"Somebody wins, somebody loses"

The shoot kicked off in September in Manhattan, with Stone determined - as in Wall Street - to utilise real locations where possible.
To highlight the differences with the first movie, with its frequent footage of frenzied trading on the Stock Exchange, here several key scenes were filmed in the Federal Reserve Building.
Stone told the New York Times: “In the original ’87 movie there was no Federal Reserve, we didn’t get into that. But now the world has changed radically. This is part of the bulwark of the system.”
However, further versimilitude was injected into proceedings when on-screen couple LaBeouf and Mulligan started dating for real. As Stone wryly remarked to the NY Post, "I seem to be a good casting director."
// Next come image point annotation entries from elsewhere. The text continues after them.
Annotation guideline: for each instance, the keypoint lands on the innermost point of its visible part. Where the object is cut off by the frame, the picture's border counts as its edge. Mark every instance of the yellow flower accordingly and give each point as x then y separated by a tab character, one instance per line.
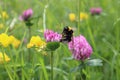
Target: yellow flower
4	40
83	16
37	42
72	17
4	57
1	25
5	15
15	42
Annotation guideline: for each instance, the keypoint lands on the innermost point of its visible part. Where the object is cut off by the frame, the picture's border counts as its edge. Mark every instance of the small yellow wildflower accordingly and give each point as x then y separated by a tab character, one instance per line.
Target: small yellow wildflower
15	42
5	15
72	17
1	25
37	42
83	16
4	57
4	40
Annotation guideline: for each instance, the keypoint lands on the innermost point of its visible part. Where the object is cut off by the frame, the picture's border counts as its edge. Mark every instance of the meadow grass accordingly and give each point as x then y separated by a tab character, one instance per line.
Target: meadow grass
101	31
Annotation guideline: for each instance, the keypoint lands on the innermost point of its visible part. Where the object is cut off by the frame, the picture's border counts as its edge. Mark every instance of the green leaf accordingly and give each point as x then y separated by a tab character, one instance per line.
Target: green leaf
94	62
52	46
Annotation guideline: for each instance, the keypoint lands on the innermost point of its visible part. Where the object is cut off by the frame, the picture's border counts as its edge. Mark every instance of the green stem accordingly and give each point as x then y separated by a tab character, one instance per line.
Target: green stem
52	65
29	32
78	15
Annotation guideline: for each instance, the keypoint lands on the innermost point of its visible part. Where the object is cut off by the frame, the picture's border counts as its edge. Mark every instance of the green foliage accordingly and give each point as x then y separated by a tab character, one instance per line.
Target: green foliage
101	31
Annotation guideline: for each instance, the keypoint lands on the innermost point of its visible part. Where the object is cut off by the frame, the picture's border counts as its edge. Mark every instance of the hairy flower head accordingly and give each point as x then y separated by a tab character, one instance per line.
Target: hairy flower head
37	42
26	15
80	48
52	36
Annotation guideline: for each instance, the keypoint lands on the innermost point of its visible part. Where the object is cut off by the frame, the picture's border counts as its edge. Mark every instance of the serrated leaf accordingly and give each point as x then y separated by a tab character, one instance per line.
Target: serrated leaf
52	46
94	62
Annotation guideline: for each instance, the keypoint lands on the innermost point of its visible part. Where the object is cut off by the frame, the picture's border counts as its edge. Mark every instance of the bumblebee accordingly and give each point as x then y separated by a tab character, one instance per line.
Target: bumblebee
67	34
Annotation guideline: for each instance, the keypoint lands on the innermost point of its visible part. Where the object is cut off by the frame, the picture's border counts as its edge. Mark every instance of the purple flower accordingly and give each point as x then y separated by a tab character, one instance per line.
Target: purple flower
95	11
51	36
26	15
80	48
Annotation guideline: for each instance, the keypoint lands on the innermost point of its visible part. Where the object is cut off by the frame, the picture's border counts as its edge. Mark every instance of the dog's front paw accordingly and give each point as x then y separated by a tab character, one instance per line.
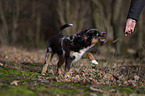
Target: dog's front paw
94	62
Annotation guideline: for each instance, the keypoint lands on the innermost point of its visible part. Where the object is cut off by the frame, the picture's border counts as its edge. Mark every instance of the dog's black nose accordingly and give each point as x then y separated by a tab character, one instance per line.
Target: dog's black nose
103	34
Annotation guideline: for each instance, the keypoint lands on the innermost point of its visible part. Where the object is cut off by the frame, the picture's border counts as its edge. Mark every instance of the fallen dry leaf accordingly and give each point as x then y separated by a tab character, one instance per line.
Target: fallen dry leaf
14	83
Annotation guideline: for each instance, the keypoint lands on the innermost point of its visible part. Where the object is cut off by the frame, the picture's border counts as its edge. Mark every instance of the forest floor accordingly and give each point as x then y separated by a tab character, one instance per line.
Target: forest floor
20	70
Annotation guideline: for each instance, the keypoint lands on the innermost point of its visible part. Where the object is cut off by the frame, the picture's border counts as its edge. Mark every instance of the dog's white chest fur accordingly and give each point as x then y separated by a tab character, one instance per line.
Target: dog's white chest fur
79	54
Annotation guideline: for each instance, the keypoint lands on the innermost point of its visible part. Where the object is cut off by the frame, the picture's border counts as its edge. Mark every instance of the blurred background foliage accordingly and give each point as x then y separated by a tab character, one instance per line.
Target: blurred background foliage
31	23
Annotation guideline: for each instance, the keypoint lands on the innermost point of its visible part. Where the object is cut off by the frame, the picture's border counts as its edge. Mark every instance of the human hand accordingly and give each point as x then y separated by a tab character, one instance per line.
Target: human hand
130	26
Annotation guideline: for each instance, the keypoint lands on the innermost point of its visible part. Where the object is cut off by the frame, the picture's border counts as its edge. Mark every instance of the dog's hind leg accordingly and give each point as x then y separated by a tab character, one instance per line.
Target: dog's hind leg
59	64
91	57
47	60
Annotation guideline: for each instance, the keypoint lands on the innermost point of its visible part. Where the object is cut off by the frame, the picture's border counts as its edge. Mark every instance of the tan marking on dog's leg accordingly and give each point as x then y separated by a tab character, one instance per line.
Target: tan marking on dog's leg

Quizzed by OK! about her newfound pap-snap celeb status, Mulligan remarked of LaBeouf, "[He] understands how you can fall in love with the cast and the cast becomes your family.
"It's hard for people who aren't actors to understand how reliant you become on the people around you and how much you can get swept away by a character. You don't mean to but you just do and you are completely consumed by it, but it's lovely."
Aww. However, while everything was sweetness and light for the young stars, stormclouds were looming in Douglas' life.

On 28th July 2009, his son Cameron was arrested by the DEA for possession of half a pound of methamphetamine, enough to get him charged with intent to distribute - an imprisonable offence.
The shoot progressed against this backdrop and LaBeouf, for one, noticed the toll it was taking on his co-star. "Michael Douglas was an open wound on the set," he told GQ somewhat indiscreetly. "That dude is in pain. He was emotional putty on the set. A struggling man. We filmed a struggling man."
Douglas himself was more circumspect in interviews, no doubt aware that this was a case of life imitiating art - specifically, his role in Traffic as father to a drug addict.
He told Vanity Fair earlier this year, "Anybody who has a relative or child in substance abuse has some idea of what this feels like. This is one of those worst-case scenarios.
“It will ultimately be a painful lesson and very expensive as far as time is concerned. I don’t wish it on anybody, but then, you know, look, everybody’s got difficult things in life.”
So it proved. Things got worse for Cameron after he was caught in posssession of heroin while on house arrest, smuggled to him by his girlfriend inside an electric toothbrush.
On 20th April, after pleading guilty to all charges, Cameron Douglas was sentenced to five years in prison.
By then, the release of Wall Street: Money Never Sleeps had itself been put on hold.